De dónde viene nuestra fuerza

“Quizás sea tiempo de animarnos a hacernos esta pregunta y a mirar la historia de quienes nos precedieron de una manera más justa. De seguro seamos muchas quienes estemos oyendo el llamado para enraizar en este presente y a tomar conciencia que hoy somos también esas ancestras, con sus miedos, con sus ganas de desplegar la vida, con la aceptación de lo posible y con la rebeldía necesaria para cuestionar si podemos ser y hacer algo más. Enraizando en este presente, podemos reconocernos ahora como un punto de enlace entre ellas y las que vendrán. Como puentes y protagonistas, estamos resignificando el legado, transmitiendo y creando el propio, nuestro aporte único al clan”.

Escribí estos párrafos en el prólogo Ancestras mientras vivía mi propia historia de resignificación y honra. Las sincronías se siguen manifestando y en este día tan especial me toca compartir mi experiencia, para que otras quizás, también puedan reconocerse en ella, al igual que sucede con las historias que nos llegan a través de Vanesa.

El paso de una es el paso de todas

“El paso de una es el paso de todas. Muchas de nosotras lo sabemos. Mientras Vanesa escribía este libro, a mí me ingresaban al sanatorio de urgencia.
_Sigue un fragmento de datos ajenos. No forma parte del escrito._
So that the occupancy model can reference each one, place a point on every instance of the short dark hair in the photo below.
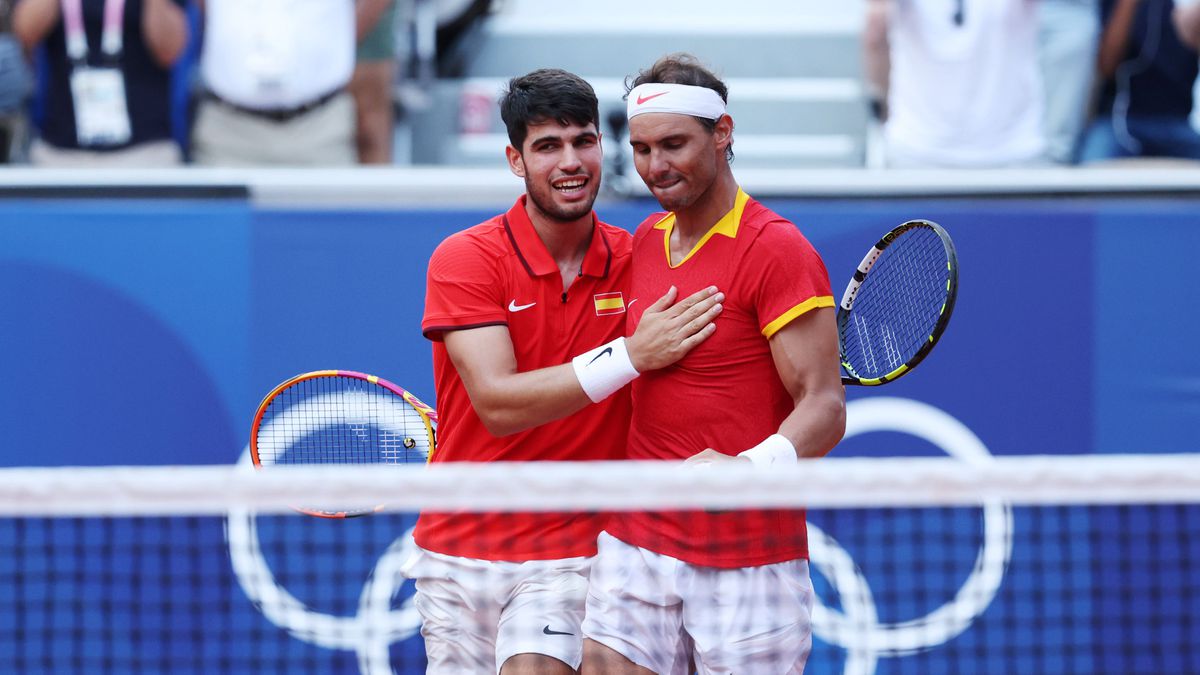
(547, 94)
(683, 69)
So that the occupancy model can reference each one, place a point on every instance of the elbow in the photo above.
(499, 426)
(837, 420)
(498, 420)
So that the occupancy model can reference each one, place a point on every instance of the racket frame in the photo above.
(429, 416)
(943, 318)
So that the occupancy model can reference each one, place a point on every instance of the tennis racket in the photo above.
(341, 417)
(898, 304)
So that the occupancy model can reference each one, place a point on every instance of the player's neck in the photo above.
(567, 242)
(694, 221)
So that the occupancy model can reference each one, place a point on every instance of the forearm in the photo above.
(165, 30)
(1187, 24)
(816, 424)
(876, 54)
(34, 19)
(1116, 37)
(519, 401)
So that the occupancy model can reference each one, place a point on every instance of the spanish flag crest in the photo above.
(610, 303)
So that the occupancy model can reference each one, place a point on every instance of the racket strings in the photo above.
(898, 305)
(341, 420)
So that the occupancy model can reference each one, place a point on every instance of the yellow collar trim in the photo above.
(726, 226)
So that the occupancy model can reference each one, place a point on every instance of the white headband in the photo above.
(681, 99)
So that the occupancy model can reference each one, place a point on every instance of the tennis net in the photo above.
(921, 565)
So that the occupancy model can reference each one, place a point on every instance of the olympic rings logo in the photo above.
(856, 627)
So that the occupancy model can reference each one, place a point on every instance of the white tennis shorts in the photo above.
(661, 613)
(477, 614)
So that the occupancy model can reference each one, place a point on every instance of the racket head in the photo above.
(341, 417)
(898, 303)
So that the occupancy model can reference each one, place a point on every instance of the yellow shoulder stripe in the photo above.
(790, 315)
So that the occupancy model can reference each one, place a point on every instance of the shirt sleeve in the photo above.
(463, 288)
(793, 279)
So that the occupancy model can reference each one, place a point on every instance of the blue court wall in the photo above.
(145, 332)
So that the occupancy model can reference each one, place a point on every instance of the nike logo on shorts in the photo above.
(605, 352)
(515, 308)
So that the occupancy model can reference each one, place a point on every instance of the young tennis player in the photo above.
(527, 316)
(729, 591)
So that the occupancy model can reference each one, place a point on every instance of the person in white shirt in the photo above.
(276, 75)
(958, 82)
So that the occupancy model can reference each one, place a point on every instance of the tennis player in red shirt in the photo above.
(527, 316)
(726, 591)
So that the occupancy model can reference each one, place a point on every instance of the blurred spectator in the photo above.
(16, 84)
(1147, 76)
(1187, 22)
(375, 73)
(276, 75)
(107, 91)
(1069, 40)
(957, 81)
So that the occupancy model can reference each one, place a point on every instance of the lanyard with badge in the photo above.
(99, 93)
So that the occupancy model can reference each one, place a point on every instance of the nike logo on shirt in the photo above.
(515, 308)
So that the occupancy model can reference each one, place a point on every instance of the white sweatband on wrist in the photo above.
(774, 451)
(679, 99)
(604, 370)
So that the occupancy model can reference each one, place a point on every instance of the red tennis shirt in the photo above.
(499, 273)
(726, 393)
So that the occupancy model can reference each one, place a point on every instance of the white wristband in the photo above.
(604, 370)
(774, 451)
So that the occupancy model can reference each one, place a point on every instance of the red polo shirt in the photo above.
(499, 273)
(726, 393)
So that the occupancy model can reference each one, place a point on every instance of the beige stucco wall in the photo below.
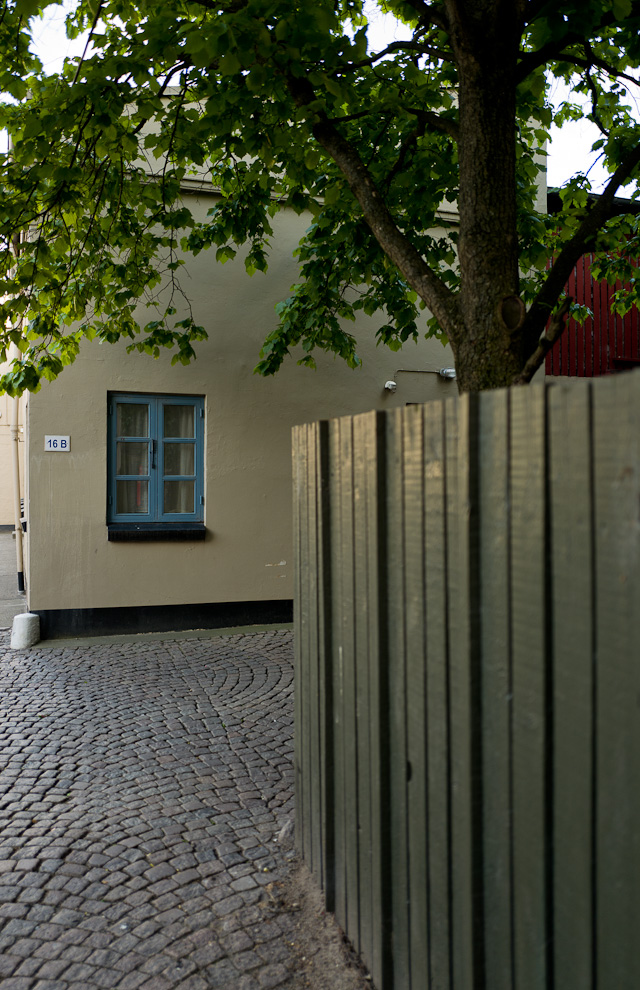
(247, 555)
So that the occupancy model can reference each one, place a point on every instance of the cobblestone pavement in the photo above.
(142, 790)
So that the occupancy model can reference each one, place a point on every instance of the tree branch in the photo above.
(554, 332)
(604, 208)
(395, 46)
(429, 14)
(423, 279)
(435, 120)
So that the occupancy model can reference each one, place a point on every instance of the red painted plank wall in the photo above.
(605, 343)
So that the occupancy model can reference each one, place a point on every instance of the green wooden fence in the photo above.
(468, 686)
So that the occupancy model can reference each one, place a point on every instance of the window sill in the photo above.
(147, 532)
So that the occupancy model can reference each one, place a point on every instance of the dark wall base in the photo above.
(74, 622)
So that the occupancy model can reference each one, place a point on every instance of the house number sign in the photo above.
(58, 444)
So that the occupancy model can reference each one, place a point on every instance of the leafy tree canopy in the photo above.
(289, 105)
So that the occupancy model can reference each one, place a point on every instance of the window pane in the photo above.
(179, 496)
(132, 496)
(132, 419)
(179, 458)
(178, 421)
(132, 458)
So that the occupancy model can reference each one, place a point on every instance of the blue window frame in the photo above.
(156, 459)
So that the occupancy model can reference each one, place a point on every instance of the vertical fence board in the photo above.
(362, 604)
(617, 517)
(571, 574)
(373, 426)
(465, 921)
(337, 605)
(414, 621)
(529, 687)
(397, 701)
(494, 497)
(307, 618)
(314, 722)
(325, 670)
(347, 645)
(300, 493)
(438, 764)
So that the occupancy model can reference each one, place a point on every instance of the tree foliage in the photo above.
(287, 105)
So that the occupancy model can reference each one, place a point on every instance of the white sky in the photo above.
(568, 150)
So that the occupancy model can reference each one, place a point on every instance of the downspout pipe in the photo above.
(15, 445)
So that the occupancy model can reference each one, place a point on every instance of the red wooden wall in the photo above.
(605, 343)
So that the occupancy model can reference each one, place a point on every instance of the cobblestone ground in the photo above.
(142, 790)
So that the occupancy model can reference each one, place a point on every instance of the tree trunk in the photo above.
(488, 349)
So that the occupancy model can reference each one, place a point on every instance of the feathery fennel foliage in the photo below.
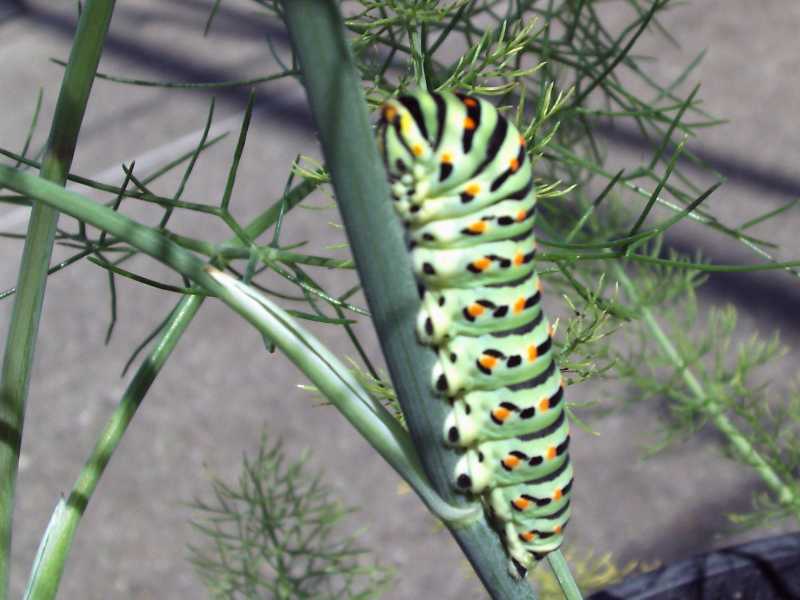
(560, 71)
Tenía una infección grave en el ovario izquierdo que silenciosamente se había empezado a expandir por el resto del cuerpo. A pesar del dolor imposible, no había perdido la conciencia. Veía cómo los hechos se sucedían con obviedad para que no tuviese ni una duda. Cada detalle me refería a lo mismo. Llegué al sanatorio con el abrigo de mi abuela que pocas semanas atrás me había atrevido a modificar para que se entallara a mi cuerpo. Era el que estaba a mano, en la urgencia de correr a la guardia. Mi hija se había llevado el que solía usar. Protegida por su ropa, sabía que algo de todo esto tenía otro sentido. No me descompuse cualquier día. La mañana del sábado que ya no pude ponerme en pie a causa del dolor, era 4 de noviembre, el día de su cumpleaños. Durante la internación se sucedieron una y mil veces pequeños mensajes que me forzaban a aceptar que algo de lo que estaba pasando también era entre mi abuela y yo.

Necesitamos reconectar con nuestras ancestras y ellas necesitan reconectar con nosotras.  (Foto: Adobe Stock)
Necesitamos reconectar con nuestras ancestras y ellas necesitan reconectar con nosotras. (Foto: Adobe Stock)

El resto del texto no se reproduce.